Time will tell whether attending that event then and now this paper and online attendance will be time wasted or well spent. Unlike the papers on the isiZulu spellcheckers that reported research and concrete results that a tech company easily could take up (feel free to do so), this is a ‘fluffy’ paper, but exploring the use of robots in Africa was an interesting activity to do, I learned a few things along the way, it will save other interested people time in the analysis phase, and hopefully it also will generate some interest and discussion about what sort of robots we’d want and what they could or should be doing to assist, rather than replace, humans.

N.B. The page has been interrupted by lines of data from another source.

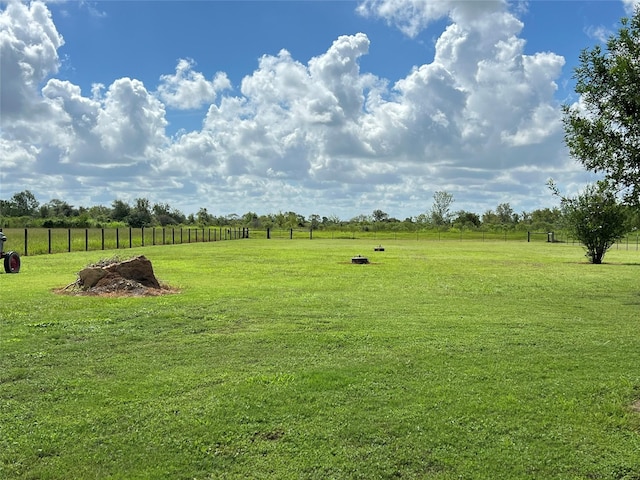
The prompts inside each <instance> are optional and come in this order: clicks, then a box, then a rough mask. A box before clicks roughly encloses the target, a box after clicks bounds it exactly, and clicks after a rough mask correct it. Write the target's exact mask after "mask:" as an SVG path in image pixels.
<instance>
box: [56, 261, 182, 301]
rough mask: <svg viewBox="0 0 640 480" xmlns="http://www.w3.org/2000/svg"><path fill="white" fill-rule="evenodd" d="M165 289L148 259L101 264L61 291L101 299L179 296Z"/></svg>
mask: <svg viewBox="0 0 640 480" xmlns="http://www.w3.org/2000/svg"><path fill="white" fill-rule="evenodd" d="M176 292H177V290H176V289H173V288H170V287H168V286H166V285H161V284H160V282H159V281H158V279H157V278H156V276H155V274H154V273H153V266H152V265H151V262H150V261H149V259H147V258H146V257H145V256H144V255H139V256H137V257H133V258H130V259H128V260H120V259H119V258H117V257H114V258H112V259H107V260H101V261H100V262H98V263H95V264H92V265H89V266H88V267H86V268H84V269H82V270H80V271H79V272H78V279H77V280H76V281H75V282H73V283H72V284H70V285H67V286H66V287H64V288H62V289H60V290H58V293H72V294H75V295H100V296H110V297H116V296H155V295H164V294H167V293H176Z"/></svg>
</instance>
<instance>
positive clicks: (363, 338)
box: [0, 239, 640, 479]
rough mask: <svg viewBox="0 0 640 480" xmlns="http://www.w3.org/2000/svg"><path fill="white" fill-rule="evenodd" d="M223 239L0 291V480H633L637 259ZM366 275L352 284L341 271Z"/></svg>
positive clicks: (637, 379) (460, 245)
mask: <svg viewBox="0 0 640 480" xmlns="http://www.w3.org/2000/svg"><path fill="white" fill-rule="evenodd" d="M376 245H377V242H376V243H374V242H372V241H370V240H348V239H345V240H315V239H314V240H312V241H309V240H294V241H289V240H273V239H272V240H263V239H260V240H258V239H254V240H238V241H233V242H217V243H200V244H190V245H175V246H173V245H172V246H157V247H146V248H143V249H139V248H138V249H136V248H134V249H132V250H126V251H124V252H123V251H120V252H118V254H119V255H123V256H126V257H128V256H132V255H135V254H140V253H144V254H145V255H146V256H147V258H149V259H150V260H151V261H152V262H153V265H154V269H155V273H156V276H157V277H158V278H159V280H161V281H162V282H166V283H168V284H169V285H171V286H174V287H178V288H180V289H181V293H179V294H174V295H166V296H160V297H146V298H96V297H81V296H63V295H57V294H54V293H52V290H53V289H55V288H58V287H62V286H65V285H67V284H69V283H71V282H73V281H74V280H75V278H76V272H77V271H79V270H80V269H81V268H82V267H84V266H85V265H87V264H89V263H93V262H95V261H97V260H100V259H101V258H104V257H107V256H110V255H111V254H112V253H114V252H79V253H71V254H54V255H43V256H36V257H23V258H22V271H21V272H20V273H19V274H17V275H8V274H1V275H0V289H1V290H0V297H1V299H2V301H1V303H0V354H1V356H0V478H7V479H69V478H74V479H103V478H109V479H245V478H253V479H271V478H273V479H289V478H291V479H329V478H334V479H386V478H389V479H390V478H403V479H407V478H409V479H410V478H419V479H424V478H433V479H453V478H456V479H457V478H464V479H508V478H514V479H515V478H518V479H520V478H523V479H524V478H530V479H553V478H556V479H639V478H640V413H638V412H636V411H635V410H634V408H633V404H634V403H635V402H637V401H638V399H640V283H639V278H640V253H639V252H637V251H633V250H612V251H611V252H609V253H608V254H607V256H606V257H605V262H606V263H605V264H603V265H590V264H587V263H586V259H585V258H584V256H583V250H582V249H581V248H580V247H577V246H570V245H561V244H547V243H530V244H528V243H520V242H517V243H516V242H459V241H457V242H456V241H441V242H434V241H429V242H427V241H422V242H420V241H409V240H404V241H393V240H389V241H385V242H384V247H385V251H384V252H374V251H373V247H374V246H376ZM357 254H362V255H366V256H368V257H369V260H370V261H371V262H372V263H371V264H369V265H352V264H351V263H350V260H351V257H352V256H354V255H357Z"/></svg>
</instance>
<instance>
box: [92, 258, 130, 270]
mask: <svg viewBox="0 0 640 480" xmlns="http://www.w3.org/2000/svg"><path fill="white" fill-rule="evenodd" d="M129 258H133V257H129ZM125 260H128V258H122V257H120V256H119V255H113V256H111V257H108V258H102V259H100V260H98V261H97V262H93V263H90V264H88V265H87V267H86V268H104V267H108V266H109V265H113V264H114V263H120V262H123V261H125Z"/></svg>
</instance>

p.s.: if you still were to think that there are no robots in Africa and deem all this to be irrelevant: besides robots in the automotive and mining industries by, e.g., Robotic Innovations and Robotic Handling Systems, there are robots in education (also in Cape Town, by RD-9), robot butlers in hotels that serve quarantined people with mild COVID-19 in Johannesburg, they’re used for COVID-19 screening in Rwanda, and the Naledi personal banking app by Botlhale, to name but a few examples. Other tools are moving in that direction, such as, among others, Awezamed’s use of speech synthesis with (canned) text in isiZulu, isiXhosa and Afrikaans and there’s of course my research group where we look into knowledge-to-text text generation in African languages.

References

[1] Keet, C.M. Natural Language Generation Requirements for Social Robots in Sub-Saharan Africa. IST-Africa 2021, 10-14 May 2021, online. in print.